Mind ordering cycles in systemd: how systemd breaks them can brick the server start up

I've been building a service for a month and the day finally arrived when I had the artifact - an EC2 AMI. The AMI passed my "rigourous" manual tests, and I felt confident on a Ruby Tuesday, so I launched 100 EC2 instances using the AMI. Surprise! around 28 instances failed to launch.

What is going on?

All failed instances were stuck in the "initializing" state and the only way to connect to them is EC2 Serial Console. There, I noticed something interesting.

1[   10.702819] systemd[1]: sysinit.target: Job systemd-tmpfiles-setup.service/start deleted to break ordering cycle starting with sysinit.target/start
2               ...
3[ SKIP ] Ordering cycle found, skipping Create Volatile Files and Directories
4               ...
5[   17.064638] netdog[1369]: Failed to write primary interface to '/var/lib/netdog/primary_interface': No such file or directory (os error 2)

The systemd-tmpfiles service is responsible for setting up files based on configurations in tmpfiles.d. This includes /etc/ and /var/. In the failed case, systemd detected an ordering cycle, resulting in the systemd-tmpfiles being skipped - hence, the log entry, "skipping Create Volatile Files and Directories." Without /var/lib/, the netdog failed to configure network and the instance failed.

Where is the cycle?

Going through systemd units added in my change, the five-little-ducks.service (hope you like the name) looks suspicious.

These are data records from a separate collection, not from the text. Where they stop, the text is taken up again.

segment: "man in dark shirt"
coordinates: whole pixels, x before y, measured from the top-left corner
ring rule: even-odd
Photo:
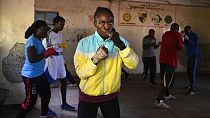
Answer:
[[[160,49],[160,75],[162,80],[161,90],[155,101],[155,107],[169,109],[170,106],[163,102],[165,100],[176,99],[169,92],[169,87],[173,81],[175,68],[178,61],[178,50],[183,48],[182,36],[178,32],[179,25],[173,23],[170,31],[162,36]]]
[[[155,49],[160,46],[160,42],[156,44],[156,38],[154,37],[155,30],[150,29],[149,34],[143,38],[143,54],[142,60],[144,63],[143,80],[147,78],[148,71],[150,71],[150,83],[156,84],[156,57]]]

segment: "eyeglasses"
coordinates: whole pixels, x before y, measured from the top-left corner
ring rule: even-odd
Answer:
[[[113,25],[114,22],[113,21],[99,21],[99,24],[102,25],[102,26]]]

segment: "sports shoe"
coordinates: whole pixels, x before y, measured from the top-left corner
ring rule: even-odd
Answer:
[[[187,93],[187,95],[195,95],[195,92],[194,92],[194,91],[189,91],[189,92]]]
[[[78,85],[75,83],[75,84],[69,84],[69,87],[77,87]]]
[[[67,103],[62,104],[61,109],[66,110],[66,111],[75,111],[75,107],[73,107]]]
[[[169,96],[165,96],[164,99],[165,100],[175,100],[176,97],[175,96],[172,96],[172,95],[169,95]]]
[[[163,102],[163,100],[155,101],[155,105],[154,106],[157,107],[157,108],[162,108],[162,109],[170,109],[170,106],[165,104]]]
[[[48,116],[56,116],[57,114],[54,111],[52,111],[50,108],[48,108],[47,115]]]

1bash-5.2#  systemd-analyze verify /etc/systemd/system/five-little-ducks.service
2systemd-update-done.service: Found ordering cycle on local-fs.target/start
3systemd-update-done.service: Found dependency on five-little-ducks.service/start
4systemd-update-done.service: Found dependency on sysinit.target/start
5systemd-update-done.service: Found dependency on systemd-update-done.service/start
6systemd-update-done.service: Job local-fs.target/start deleted to break ordering cycle starting with systemd-update-done.service/start

The following is the unit file of the five-little-ducks.service.

1[Unit]
2Before=local-fs.target 
3   ...
4[Install]
5WantedBy=local-fs.target

The file says that local-fs depends on five-little-ducks, corresponding to lines 2-3 in the systemd-analyze output. But how does five-little-ducks depend on local-fs (lines 3-6)?

Default dependencies

According to man systemd.service,

Unless DefaultDependencies= is set to false, service units will implicitly have dependencies of type Requires= and After= on basic.target as well as dependencies of type Conflicts= and Before= on shutdown.target. These ensure that normal service units pull in basic system initialization, and are terminated cleanly prior to system shutdown. Only services involved with early boot or late system shutdown should disable this option.

Since five-little-ducks doesn't disable DefaultDependencies, it implicitly depends on basic.target, which depends on sysinit.target, which depends on local-fs.target. This creates a cycle: local-fs -> five-little-ducks -> local-fs. The fix is simple - add DefaultDependencies=no to the five-little-ducks.service.

Why did only 28% of instances fail?

If there's a cycle and breaking it causes startup failures, we'd expect all instances to fail, right? Not true. In Graph theory, breaking a cycle can be done by removing any edge in the loop. For systemd, this means delaying any unit involved in the cycle. However, not all units are equally critical. If systemd delays a crucial unit - like systemd-tmpfiles-setup, the startup fails. Otherwise, the system starts successfully. We can confirm this from the log of a a successful startup.

1[    9.867740] systemd[1]: systemd-tmpfiles-setup.service: Job local-fs.target/start deleted to break ordering cycle starting with systemd-tmpfiles-setup.service/start

As you can see, in this case, systemd broke the same cycle by delaying local-fs. This worked out because systemd-tmpfiles could create necessary files, allowing netdog to configure the network successfully.